Have you ever noticed that soon after learning a new word, or becoming interested in the latest subject matter, you begin to see signs of that new thing everywhere? You overhear people talking about it. Read a headline focusing on it. See a photo of it on the side of a bus. You do a double take–did everyone know about this thing but me?
Sometimes finding a new ingredient is like that, too. You become excited about the item–feeling uniquely able to uncover the ingredient’s culinary possibilities–only to discover everyone around you talking about how they ate it, cooked it, or shopped for it. You realize you’re not alone in your discovery. Either everyone else has just learned about The New Great Ingredient, or your culinary discovery is more a coming-to-your-senses moment.
Bison is my New Great Ingredient.
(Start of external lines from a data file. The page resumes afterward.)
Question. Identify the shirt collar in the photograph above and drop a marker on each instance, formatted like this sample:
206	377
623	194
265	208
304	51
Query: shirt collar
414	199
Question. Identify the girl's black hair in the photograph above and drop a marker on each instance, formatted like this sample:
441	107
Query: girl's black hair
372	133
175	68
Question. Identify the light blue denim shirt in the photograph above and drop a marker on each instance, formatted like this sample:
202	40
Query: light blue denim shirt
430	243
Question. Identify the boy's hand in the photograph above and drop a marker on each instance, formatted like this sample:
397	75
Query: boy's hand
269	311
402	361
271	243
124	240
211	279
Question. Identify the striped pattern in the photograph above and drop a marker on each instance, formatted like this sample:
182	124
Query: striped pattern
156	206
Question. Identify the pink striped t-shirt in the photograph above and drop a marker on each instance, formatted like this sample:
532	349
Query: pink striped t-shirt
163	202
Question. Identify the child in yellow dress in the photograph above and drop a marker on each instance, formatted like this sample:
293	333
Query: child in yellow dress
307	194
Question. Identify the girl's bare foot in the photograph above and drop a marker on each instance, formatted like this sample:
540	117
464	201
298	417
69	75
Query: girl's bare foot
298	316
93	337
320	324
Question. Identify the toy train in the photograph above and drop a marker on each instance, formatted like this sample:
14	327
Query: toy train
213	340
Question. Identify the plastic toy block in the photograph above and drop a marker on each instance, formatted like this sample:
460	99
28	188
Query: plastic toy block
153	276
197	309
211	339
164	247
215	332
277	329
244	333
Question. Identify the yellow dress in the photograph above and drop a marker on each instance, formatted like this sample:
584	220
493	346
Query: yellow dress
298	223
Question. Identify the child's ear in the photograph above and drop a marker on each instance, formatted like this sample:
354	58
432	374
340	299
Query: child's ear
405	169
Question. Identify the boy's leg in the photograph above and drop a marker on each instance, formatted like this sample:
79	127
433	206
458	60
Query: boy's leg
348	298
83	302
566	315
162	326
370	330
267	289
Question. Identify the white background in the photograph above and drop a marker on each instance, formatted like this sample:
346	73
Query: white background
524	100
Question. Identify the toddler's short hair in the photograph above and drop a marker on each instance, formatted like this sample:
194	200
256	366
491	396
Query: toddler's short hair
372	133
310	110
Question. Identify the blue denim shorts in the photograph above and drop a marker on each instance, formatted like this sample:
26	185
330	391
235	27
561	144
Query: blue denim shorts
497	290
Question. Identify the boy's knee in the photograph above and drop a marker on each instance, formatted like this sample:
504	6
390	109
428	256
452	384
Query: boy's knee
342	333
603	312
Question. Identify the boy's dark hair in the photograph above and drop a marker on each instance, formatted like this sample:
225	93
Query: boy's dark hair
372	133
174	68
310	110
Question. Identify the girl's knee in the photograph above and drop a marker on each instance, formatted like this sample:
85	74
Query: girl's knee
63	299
After a lifetime of never cooking, eating, or even seeing bison, I suddenly see signs of bison everywhere. There are bison burgers on the menus of burger joints all over Los Angeles. Iron Chef’s battle with bison as their secret ingredient. Bison vendors sell their vacuum packed meat to lines of dedicated farmers’ market customers. Magazine articles extol the virtues of bison’s low fat, high-protein nutrition profile. Though bison may be one of America’s original meat sources, the industry seems to be breaking through to a nation of meat eaters like me, that are interested in healthier and low-fat alternatives.
Suddenly, I’m very interested in bison. And to tell you the truth, I’m craving the stuff.